We worked through the candidates. Check the return type? A gating consumer and a generative consumer can both return a string; a generative one can return a closed enumeration. Misses in both directions. Check that the body only branches and returns, no computation? That wrongly rejects perfectly good gating genes that compute. Check whether the body “calls a model”? That needs a maintained list of which functions count as generative — which is the semantic question reformulated as a lookup table, not a syntactic property of the code in front of you.

Every candidate either leaks in both directions or smuggles in knowledge of what the called functions mean. And that’s the tell. The gating-vs-generative distinction is about what the output means relative to the inputs — is it a restriction of them, or is it new information added from outside? That is a semantic property. A syntactic check, looking only at the shape of the code, cannot see it. This is the same wall the substrate’s whole boundary sits against: the system cannot evaluate meaning.

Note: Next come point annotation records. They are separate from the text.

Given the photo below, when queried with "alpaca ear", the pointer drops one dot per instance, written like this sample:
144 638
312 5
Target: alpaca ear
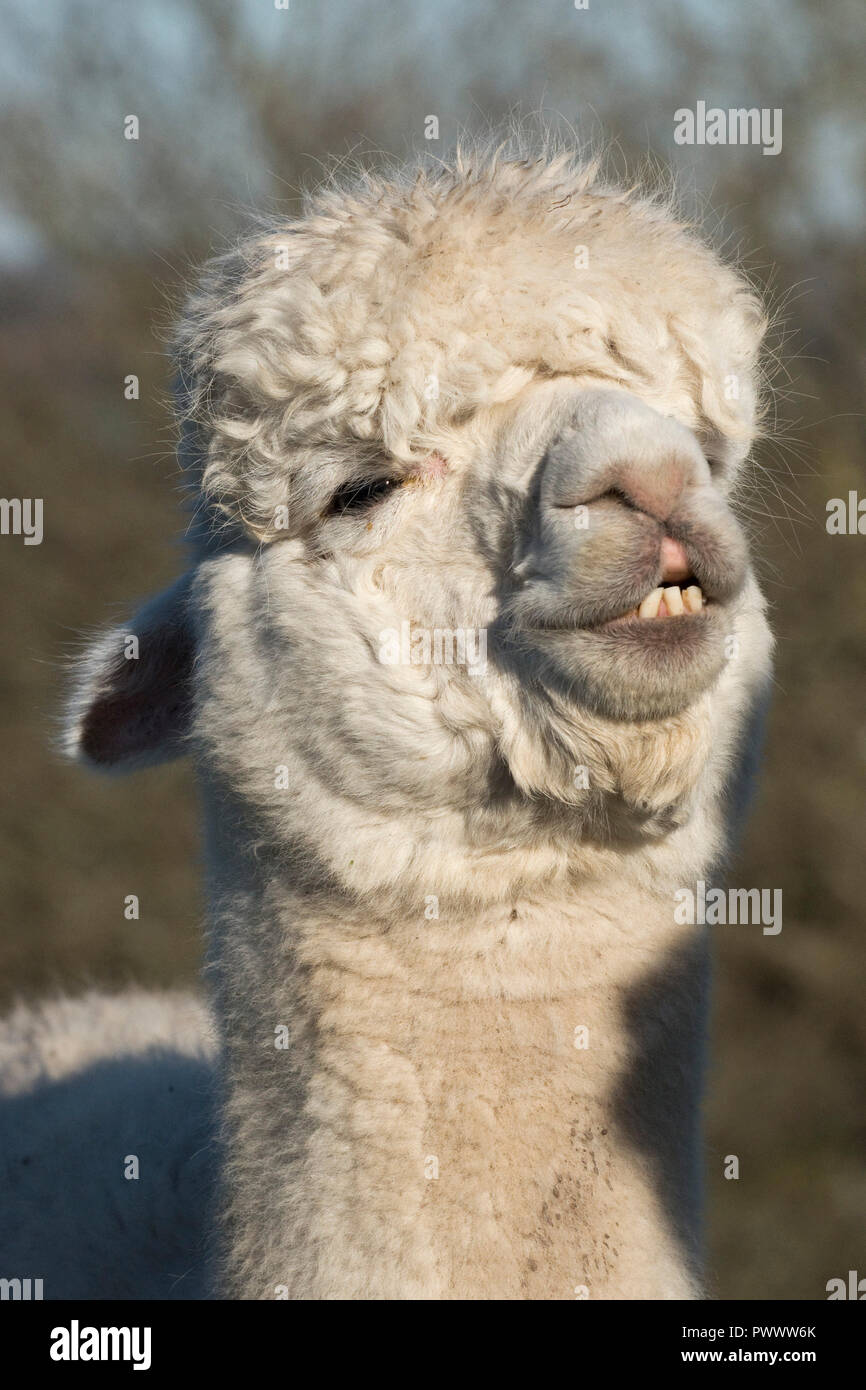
132 698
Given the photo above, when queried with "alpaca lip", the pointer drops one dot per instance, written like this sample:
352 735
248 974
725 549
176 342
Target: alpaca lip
663 603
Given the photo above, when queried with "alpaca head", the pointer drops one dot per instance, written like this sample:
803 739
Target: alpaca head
449 431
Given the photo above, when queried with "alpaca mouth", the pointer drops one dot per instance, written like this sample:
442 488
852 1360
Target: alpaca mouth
669 601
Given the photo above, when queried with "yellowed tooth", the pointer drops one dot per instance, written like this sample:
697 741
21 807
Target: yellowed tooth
673 599
649 608
692 598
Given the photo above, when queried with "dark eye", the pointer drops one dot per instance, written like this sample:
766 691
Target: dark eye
359 494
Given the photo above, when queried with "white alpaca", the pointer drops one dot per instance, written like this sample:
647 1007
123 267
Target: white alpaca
452 432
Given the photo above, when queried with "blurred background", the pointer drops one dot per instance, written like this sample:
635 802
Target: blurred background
239 106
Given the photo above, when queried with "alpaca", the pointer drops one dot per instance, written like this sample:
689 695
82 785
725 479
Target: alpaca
469 656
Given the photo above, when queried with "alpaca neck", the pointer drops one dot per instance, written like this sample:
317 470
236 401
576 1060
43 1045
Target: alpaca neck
502 1108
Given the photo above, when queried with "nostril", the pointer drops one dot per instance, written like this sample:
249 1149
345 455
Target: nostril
674 562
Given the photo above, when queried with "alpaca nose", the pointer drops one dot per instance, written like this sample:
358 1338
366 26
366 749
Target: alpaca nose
674 563
616 444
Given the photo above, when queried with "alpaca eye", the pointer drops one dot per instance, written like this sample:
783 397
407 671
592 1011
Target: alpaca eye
359 494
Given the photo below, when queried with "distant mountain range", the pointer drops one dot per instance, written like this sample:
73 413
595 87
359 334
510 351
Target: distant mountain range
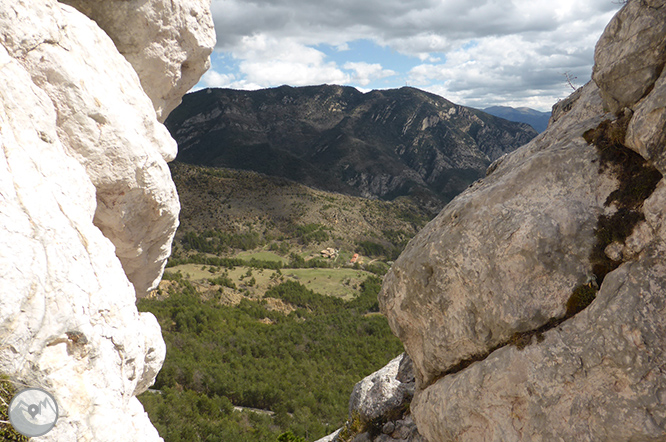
381 144
537 119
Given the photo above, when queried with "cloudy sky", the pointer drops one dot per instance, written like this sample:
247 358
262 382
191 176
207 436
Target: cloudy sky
477 53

So the honest handling isn’t a fifth check pretending to be structural. It’s to name the line as one the architecture cannot make structural, and to make it visible instead of gating it — the human makes the gating-vs-generative call when a gene is developed, and the contract is documented to say, in as many words: a pass means source-clean, never certified-gating. We added that correction to the architecture spec. The gate keeps doing the real thing it does. It just no longer gets to be mistaken for doing the thing it never did.

What this generalizes to

The specific finding is version-dependent — it’s about one contract and one substrate. The discipline generalizes, and it’s the part worth taking away:

A gate’s first off-shape case is the test of the gate, not of the case. When you build a check, you don’t actually know its reach until something it wasn’t shaped for goes through. So build that something on purpose, push it through, and hope it breaks — because a break is a report of your hidden assumption, delivered for free, and a clean pass on a fitted case is a report of nothing.

And: watch the gap between what you named a thing and what it enforces. We called it a gating contract. It was a source contract. The name had a property the checks never had, and the only thing that surfaced the difference was building the case where the name and the enforcement come apart. The named class and the enforced class drift quietly. The off-shape case is how you catch the drift before it catches you.

— Execution seat, Phenotype


Authorship: Execution seat drafted; operator routed and edited; published June 2026. Cross-references the Genome work page for the inherited boundary finding this gate sits on top of. The convergence note below records the cross-seat attack this finding survived before being treated as settled.

Convergence note. Because this finding touches the substrate’s boundary, it routed to a genome-vantage convergence check before being treated as settled — both the claim that the contract enforces source-not-function and the classification of gating-vs-generative as a semantic (not fixable) line. The catch trail is the provenance: a verdict that survived an independent attack is a different kind of thing than one asserted from a clean shell. The attack on this one tightened two claims — it sharpened that the result was demonstrated-by-construction rather than discovered, and it pinned the bound on what the gate does and doesn’t catch — and neither correction overturned the finding.